When money is not an issue companies tend to look at legal standards differently. Today, also digital entrepreneurs seem to go their own way more than ever before. Take Uber. Since its establishment in 2009, all kinds of legal conflicts of weight have occurred in various jurisdictions. From large-scale privacy violations and alleged misuse of trade secrets to claims based on structural sexual harassment and misleading a supervisory body. Exemplary, however, are the legal battles relating to its UberPOP ride-share service, executed by ordinary people who love to moonlight. This business model fundamentally clashes with the licensed passenger transport regulation that many countries have in place. You could have counted that on your fingers in advance.
And there is Mark Zuckerberg. Asking rechtspraak.nl about Facebook, the official jurisprudence website in the Netherlands, disclosed mid-August 2018 nearly 1900 legal decisions based on Dutch law only. Often these cases refer to information law issues, such as libel, insult, fake news, incitement, hatred and personal threats – sometimes with very drastic consequences for the victim. It is noteworthy that Mr. Zuckerberg stated during the live-aired hearing before the US Senate on April 10, 2018 without any reservation that his company is responsible for the content, which the user puts on the platform. An interesting legal position, although the European Court of Justice held users who operate and organize a fan page on Facebook responsible for safeguarding the involved data on June 5, 2018. Meanwhile, for the second time in history a privacy scandal had made headline news worldwide. In June 2013 a string of revelations by Edward Snowden about the US intelligence and security services rattled the international community. In March 2018 another whistleblower wrote history. This time, the subject matter concerned the intelligent abuse of personal data of 87 million Facebook users by Cambridge Analytica for a political goal. The case is no exception. Facebook as well, like Uber, Airbnb and others, has a track record of modus operandi that encounters the ethical side of business head-on.

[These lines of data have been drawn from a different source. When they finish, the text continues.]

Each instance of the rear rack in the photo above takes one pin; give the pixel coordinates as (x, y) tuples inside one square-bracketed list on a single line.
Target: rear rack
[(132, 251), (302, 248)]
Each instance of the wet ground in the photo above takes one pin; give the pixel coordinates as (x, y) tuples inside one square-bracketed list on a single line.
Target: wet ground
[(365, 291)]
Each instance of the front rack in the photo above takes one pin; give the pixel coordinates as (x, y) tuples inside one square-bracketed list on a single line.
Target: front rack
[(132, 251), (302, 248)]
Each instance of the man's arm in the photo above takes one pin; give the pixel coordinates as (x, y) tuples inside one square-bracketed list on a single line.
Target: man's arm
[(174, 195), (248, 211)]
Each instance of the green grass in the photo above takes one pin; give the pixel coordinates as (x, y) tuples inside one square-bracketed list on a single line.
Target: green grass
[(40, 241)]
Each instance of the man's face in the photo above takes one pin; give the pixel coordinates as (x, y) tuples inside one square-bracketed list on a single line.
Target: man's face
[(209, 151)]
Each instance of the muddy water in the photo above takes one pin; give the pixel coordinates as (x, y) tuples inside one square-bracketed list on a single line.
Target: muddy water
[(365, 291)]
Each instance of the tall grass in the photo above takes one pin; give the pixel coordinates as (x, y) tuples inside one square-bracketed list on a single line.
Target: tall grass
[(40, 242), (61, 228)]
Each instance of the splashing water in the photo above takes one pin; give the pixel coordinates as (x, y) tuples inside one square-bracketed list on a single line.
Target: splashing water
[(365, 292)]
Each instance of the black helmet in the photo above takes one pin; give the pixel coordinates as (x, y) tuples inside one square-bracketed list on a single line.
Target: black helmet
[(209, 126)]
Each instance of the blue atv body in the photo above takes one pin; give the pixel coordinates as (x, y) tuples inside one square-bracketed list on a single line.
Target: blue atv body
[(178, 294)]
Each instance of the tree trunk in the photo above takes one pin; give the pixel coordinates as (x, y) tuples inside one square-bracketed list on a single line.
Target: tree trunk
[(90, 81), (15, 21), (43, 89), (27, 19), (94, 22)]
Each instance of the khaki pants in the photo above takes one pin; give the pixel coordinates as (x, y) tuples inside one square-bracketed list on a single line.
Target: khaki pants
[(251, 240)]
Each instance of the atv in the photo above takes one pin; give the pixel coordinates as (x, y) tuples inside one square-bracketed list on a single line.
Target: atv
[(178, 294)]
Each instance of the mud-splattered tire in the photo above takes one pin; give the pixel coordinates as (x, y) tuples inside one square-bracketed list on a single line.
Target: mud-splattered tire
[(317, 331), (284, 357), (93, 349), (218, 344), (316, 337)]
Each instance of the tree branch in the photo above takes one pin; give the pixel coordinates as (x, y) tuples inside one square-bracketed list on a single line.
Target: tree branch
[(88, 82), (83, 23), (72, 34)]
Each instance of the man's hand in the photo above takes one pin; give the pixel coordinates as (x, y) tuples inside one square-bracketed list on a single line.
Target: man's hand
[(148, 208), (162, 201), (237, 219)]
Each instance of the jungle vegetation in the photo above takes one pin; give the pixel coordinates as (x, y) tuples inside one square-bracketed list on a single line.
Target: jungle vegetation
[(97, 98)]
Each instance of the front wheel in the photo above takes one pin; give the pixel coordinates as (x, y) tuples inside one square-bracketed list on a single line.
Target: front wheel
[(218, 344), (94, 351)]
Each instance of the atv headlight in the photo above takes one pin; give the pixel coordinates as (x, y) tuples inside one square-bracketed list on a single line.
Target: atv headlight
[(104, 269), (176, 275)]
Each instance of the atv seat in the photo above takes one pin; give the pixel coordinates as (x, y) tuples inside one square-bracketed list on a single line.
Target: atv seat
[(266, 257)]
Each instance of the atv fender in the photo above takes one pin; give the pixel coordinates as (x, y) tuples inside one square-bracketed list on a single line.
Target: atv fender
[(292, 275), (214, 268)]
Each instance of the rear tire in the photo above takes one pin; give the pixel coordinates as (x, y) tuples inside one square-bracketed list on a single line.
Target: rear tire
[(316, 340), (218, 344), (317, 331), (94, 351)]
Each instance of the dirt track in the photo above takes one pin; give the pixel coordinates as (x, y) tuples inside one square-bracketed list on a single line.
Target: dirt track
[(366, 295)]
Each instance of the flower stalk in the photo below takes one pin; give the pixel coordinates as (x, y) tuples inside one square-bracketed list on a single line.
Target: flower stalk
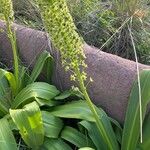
[(60, 26), (6, 10)]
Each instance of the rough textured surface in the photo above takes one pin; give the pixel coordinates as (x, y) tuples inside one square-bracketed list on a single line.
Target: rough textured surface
[(113, 76)]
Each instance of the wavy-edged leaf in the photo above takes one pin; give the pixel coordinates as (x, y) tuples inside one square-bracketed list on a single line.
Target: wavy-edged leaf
[(132, 121), (74, 110), (45, 61), (94, 135), (39, 91), (55, 144), (86, 148), (69, 93), (80, 110), (29, 122), (52, 125), (75, 137), (7, 140)]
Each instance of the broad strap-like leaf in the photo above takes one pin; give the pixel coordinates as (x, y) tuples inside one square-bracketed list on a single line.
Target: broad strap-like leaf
[(69, 93), (44, 62), (86, 148), (29, 122), (80, 110), (7, 140), (52, 125), (55, 144), (39, 91), (75, 110), (93, 133), (131, 129), (75, 137)]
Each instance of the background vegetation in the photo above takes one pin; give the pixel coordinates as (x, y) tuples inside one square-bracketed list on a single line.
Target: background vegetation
[(36, 115), (102, 23)]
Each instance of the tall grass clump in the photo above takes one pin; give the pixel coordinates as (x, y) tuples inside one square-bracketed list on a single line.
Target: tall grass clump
[(103, 20)]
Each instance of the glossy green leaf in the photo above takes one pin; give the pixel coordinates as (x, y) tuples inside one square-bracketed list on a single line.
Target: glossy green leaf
[(7, 140), (10, 78), (55, 144), (5, 95), (74, 110), (75, 137), (52, 125), (67, 94), (94, 135), (80, 110), (132, 121), (86, 148), (45, 61), (29, 122), (39, 91)]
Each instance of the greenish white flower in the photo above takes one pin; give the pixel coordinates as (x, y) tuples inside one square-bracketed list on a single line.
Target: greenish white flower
[(6, 10), (62, 30)]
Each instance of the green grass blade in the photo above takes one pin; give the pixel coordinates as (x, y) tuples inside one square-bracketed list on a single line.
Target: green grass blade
[(29, 122), (132, 121), (44, 62), (75, 137), (52, 125), (39, 90), (146, 134), (7, 140), (55, 144)]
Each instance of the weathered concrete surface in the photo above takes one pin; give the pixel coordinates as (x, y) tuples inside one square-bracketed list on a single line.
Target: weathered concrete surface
[(113, 76)]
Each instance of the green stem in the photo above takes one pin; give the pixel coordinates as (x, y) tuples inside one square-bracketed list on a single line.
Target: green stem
[(12, 38), (93, 110)]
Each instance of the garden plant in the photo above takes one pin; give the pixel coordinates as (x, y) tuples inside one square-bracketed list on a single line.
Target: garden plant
[(36, 115)]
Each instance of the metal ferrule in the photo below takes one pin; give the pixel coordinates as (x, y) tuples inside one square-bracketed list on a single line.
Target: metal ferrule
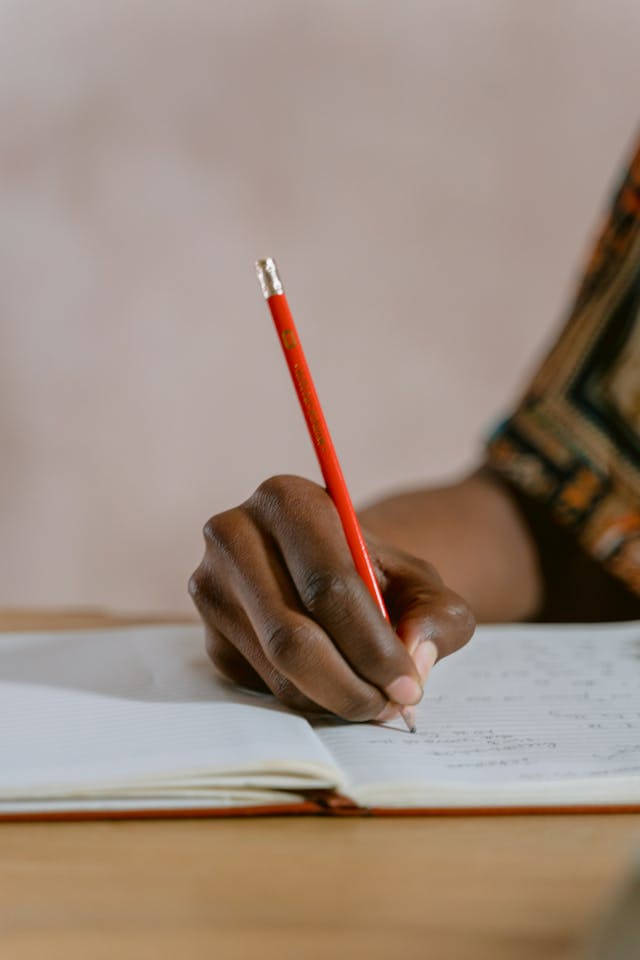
[(268, 277)]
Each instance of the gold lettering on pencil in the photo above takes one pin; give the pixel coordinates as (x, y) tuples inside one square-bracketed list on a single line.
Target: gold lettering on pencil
[(289, 339), (305, 393)]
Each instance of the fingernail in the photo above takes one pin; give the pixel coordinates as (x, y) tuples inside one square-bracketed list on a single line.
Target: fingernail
[(390, 712), (425, 657), (404, 690)]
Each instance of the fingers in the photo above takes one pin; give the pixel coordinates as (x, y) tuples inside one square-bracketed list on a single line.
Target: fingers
[(285, 609), (329, 590), (431, 620), (260, 614)]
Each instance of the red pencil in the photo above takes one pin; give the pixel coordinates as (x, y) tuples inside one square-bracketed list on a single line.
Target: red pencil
[(320, 437)]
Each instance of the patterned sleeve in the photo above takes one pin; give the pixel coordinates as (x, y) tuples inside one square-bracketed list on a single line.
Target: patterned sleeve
[(573, 442)]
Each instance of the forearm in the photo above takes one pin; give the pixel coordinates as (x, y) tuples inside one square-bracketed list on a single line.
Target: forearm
[(475, 536)]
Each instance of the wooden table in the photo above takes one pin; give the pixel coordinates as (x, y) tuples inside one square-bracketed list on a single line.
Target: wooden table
[(310, 889)]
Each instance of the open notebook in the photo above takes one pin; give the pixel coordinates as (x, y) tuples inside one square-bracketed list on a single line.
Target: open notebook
[(136, 721)]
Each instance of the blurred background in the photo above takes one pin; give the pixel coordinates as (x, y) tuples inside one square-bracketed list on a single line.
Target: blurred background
[(428, 174)]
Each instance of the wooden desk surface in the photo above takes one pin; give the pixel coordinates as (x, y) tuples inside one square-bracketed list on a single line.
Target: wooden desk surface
[(310, 889)]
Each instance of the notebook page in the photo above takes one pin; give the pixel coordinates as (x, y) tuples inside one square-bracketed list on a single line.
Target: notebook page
[(537, 715), (139, 709)]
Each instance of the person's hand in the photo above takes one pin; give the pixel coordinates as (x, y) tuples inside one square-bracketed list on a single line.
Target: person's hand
[(285, 609)]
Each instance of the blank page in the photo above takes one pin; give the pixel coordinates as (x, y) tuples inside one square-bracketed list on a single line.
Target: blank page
[(139, 709), (522, 715)]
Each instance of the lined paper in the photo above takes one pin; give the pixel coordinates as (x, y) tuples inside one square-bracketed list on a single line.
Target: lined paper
[(522, 714)]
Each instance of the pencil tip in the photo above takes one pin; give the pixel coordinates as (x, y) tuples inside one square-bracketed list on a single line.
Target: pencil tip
[(269, 278), (409, 717)]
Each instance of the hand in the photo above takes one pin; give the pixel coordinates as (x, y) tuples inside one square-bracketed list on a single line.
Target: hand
[(284, 608)]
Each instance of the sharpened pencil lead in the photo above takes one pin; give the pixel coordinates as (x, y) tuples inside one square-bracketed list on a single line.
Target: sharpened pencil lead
[(408, 714)]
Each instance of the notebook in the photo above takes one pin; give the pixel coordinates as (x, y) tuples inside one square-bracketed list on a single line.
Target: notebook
[(136, 722)]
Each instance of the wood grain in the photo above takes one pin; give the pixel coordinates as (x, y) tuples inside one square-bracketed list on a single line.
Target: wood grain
[(471, 887)]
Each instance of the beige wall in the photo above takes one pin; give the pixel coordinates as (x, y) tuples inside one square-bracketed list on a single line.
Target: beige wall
[(427, 174)]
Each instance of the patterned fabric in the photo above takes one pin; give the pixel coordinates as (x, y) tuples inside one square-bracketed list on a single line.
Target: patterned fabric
[(573, 443)]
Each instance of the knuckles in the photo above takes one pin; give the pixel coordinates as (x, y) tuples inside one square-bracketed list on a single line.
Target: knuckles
[(326, 592)]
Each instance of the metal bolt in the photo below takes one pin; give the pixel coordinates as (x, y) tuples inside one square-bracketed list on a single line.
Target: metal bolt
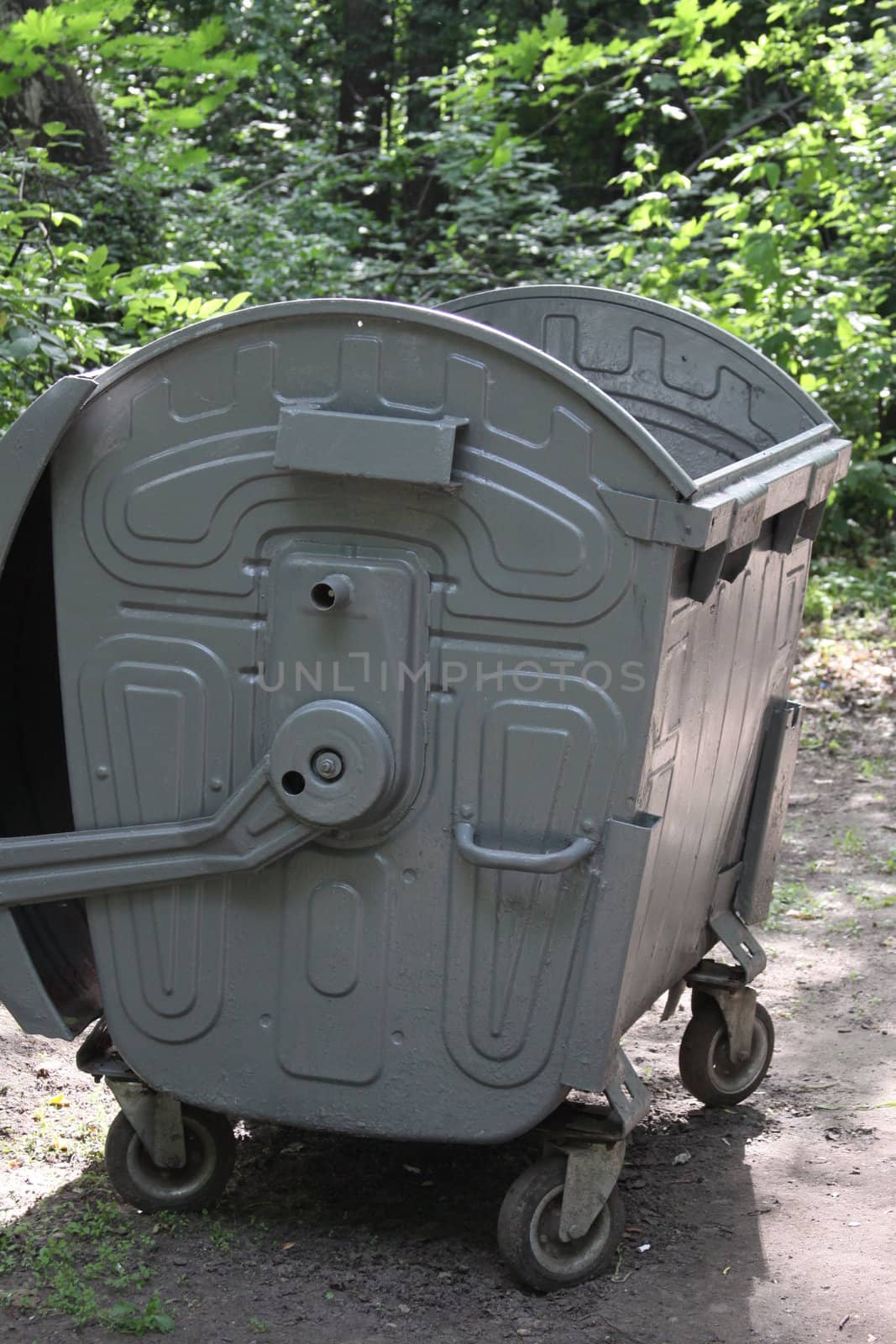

After the early years, 2011 shows as a turning point, when Facebook started with targeted advertising and the Austrian Max Schrems began his legal crusade. Recently, the privacy battle is picking up even more momentum. According to the Landgericht Berlin (January 16, 2018), Facebook acts unlawfully towards its users by certain standard settings and hidden and unclear consent statements. A month later, a Brussels judge followed the view of the national privacy regulator: Facebook does not provide Belgian users with sufficient information about the collection of their Internet behavior, what the company does with the data and how long the data is retained. The by statute law required permission is also lacking. On May 16, 2018, the Dutch privacy regulator held that the social network violated applicable pre-GDPR privacy legislation too.
Cyber threats normally come from the usual suspects. Professional criminals, the accidental law-breaking student, terrorists, and spies of certain nations. We classify these threats under cybercrime and cybersecurity is the defense weaponry. If you look at the danger of digital threats more broadly, disruptive companies are also guilty of this. They create societal and individual uncertainty and violate laws and regulations indeed – as a part of their normal business strategy, for shareholder value. And there is Volkswagen cum sui, who signed up to the list of companies who are a deploying IT differently. This category of misbehaviors excels in manipulation, using code to mislead. Once more, they constitute a digital threat to users, competitors, regulators, the government and society as a whole. Yet another and even paramount digital threat arises from poor digital quality in general and faulty software in particular. What every individual IT user (organization) needs, is digital quality by design. But what he gets, sometimes, is a patch. And last but not least, human failure scores at the main cause of formally reported personal data breaches in the Netherlands. Thanks to the Internet of Things, everything becomes smart. Now mankind. Open your eyes.